Actually it is Un-Sick Day.
The other day my son was talking about how sick days would be really fun except for the fact that you where are sick.
So today is Un-Sick Day. We are going to do all the little things that one can do when they are too sick to get out of bed. Everything is wiped off the schedule. No cleaning, nothing that must be done . . . the to-do list is hitting the dust.
There will be lots of TLC and special time together. We might watch a dvd and there will definitely be reading involved. The goal is to kick back and take it easy. We are planning nice, easy to prepare, meals and a slow, relaxed day.
There will be quiet time for thinking and some nice discussions as well because we will have the time. Sounds like a luxury doesn’t it? But really, making time for thinking and discussions is something we try to do on a regular basis.

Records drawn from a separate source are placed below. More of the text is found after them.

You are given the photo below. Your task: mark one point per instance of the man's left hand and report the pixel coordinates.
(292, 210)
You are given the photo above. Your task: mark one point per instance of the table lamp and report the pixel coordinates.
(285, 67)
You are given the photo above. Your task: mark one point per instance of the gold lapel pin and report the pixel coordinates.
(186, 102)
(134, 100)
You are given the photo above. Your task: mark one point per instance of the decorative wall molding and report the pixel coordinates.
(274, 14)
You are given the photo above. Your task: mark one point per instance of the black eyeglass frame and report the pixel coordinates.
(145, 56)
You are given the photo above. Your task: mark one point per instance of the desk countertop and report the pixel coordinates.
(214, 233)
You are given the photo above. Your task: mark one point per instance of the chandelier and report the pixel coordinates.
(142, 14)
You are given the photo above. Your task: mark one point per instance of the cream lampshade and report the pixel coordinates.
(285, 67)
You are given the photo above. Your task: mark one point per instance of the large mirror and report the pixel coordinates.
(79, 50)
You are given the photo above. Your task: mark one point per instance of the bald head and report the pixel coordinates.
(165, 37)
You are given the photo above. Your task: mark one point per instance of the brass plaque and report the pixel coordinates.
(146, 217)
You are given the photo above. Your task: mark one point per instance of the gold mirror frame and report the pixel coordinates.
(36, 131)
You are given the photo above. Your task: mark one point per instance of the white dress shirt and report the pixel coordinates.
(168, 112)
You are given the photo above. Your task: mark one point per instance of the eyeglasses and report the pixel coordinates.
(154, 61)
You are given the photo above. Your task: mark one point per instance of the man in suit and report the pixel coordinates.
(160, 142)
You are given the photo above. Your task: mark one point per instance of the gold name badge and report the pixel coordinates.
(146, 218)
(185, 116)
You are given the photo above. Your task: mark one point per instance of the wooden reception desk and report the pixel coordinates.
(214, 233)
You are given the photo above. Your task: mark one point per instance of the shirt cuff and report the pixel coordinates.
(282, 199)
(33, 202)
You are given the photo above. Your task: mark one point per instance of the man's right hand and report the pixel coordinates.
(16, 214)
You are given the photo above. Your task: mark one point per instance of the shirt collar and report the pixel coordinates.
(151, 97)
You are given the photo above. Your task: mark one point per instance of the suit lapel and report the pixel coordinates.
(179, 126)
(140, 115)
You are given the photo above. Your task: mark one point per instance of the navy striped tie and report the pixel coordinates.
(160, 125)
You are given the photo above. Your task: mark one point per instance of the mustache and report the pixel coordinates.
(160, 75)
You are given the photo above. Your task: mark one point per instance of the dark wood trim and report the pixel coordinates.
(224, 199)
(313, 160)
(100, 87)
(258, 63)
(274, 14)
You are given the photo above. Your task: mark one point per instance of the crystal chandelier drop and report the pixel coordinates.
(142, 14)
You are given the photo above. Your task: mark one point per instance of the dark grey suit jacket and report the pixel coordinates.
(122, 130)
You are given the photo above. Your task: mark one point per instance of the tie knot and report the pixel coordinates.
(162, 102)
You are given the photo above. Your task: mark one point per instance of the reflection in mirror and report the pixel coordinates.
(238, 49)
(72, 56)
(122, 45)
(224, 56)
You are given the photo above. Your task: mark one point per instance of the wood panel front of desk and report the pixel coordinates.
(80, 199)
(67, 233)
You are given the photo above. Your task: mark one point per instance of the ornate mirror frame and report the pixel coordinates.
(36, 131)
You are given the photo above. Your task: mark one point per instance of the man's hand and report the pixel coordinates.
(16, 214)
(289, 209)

Today will be a little different because we will have all day in which to do them.
This is a really great thing to do with boys. Give them some love and kindness. Let them decide what their un-sick day will be like. What would they do if they could do anything they wanted to? Spend the whole day together enjoying each other’s company.

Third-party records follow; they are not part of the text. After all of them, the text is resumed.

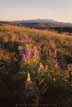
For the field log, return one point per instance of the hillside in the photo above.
(35, 64)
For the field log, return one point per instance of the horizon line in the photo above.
(10, 20)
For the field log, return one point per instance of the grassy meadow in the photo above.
(35, 66)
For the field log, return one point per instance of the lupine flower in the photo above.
(26, 39)
(21, 50)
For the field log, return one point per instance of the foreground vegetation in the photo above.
(35, 66)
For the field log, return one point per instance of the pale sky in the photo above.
(60, 10)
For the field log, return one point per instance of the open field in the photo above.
(35, 66)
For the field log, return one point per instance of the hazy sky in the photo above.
(60, 10)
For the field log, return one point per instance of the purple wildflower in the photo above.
(26, 39)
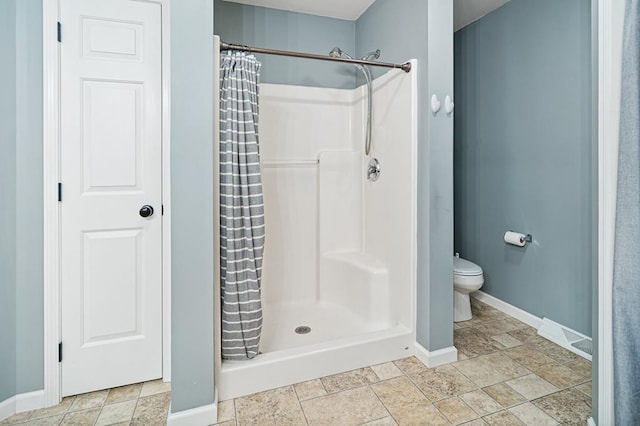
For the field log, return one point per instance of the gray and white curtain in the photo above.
(626, 266)
(241, 207)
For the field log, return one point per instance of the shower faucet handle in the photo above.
(373, 171)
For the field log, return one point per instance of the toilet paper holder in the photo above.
(528, 238)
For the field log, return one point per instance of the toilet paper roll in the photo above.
(515, 238)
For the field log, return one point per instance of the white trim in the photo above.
(199, 416)
(7, 408)
(437, 358)
(166, 190)
(607, 167)
(563, 336)
(21, 403)
(51, 173)
(29, 401)
(217, 310)
(509, 309)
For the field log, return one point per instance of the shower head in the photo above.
(336, 52)
(371, 56)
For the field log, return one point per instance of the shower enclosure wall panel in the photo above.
(320, 269)
(391, 220)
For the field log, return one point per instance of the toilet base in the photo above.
(461, 307)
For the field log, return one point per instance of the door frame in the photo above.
(51, 174)
(608, 72)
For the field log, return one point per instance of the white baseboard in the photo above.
(199, 416)
(509, 309)
(436, 358)
(20, 403)
(7, 408)
(29, 401)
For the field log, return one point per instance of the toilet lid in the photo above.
(465, 268)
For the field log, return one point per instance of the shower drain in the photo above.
(303, 329)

Learning sometimes needs these down times and everyone can use a break. I believe that a lot of learning happens in the down times. In the time when you actually have a moment to think about something you read, heard, saw or experienced. This is the time when connections can be made. When you start to piece things together and more and more of the information you have taken in makes sense and creates new thoughts. I am convinced that quiet time leads to light bulb moments.
If you are saying you can’t do this because there is way too much to do and you will get behind. You can’t miss a certain activity, or you can’t keep him home (if he is in school,) and you can’t possibly take time off of work to do this. Well, I would do it anyway. You actually can set “I can’t” aside along with “I shouldn’t” and make a choice to go with “I can” and “I should.” I would find a time to do this because it will be great for both of you. If you must, plan ahead for it. If you have more than one child you can decide if you would rather do a un-sick day together as a family or if each one of your kids should have his or her own special day.
Your boy is going to remember that you let him have un-sick days when he wasn’t sick! Believe me, he will remember it fondly.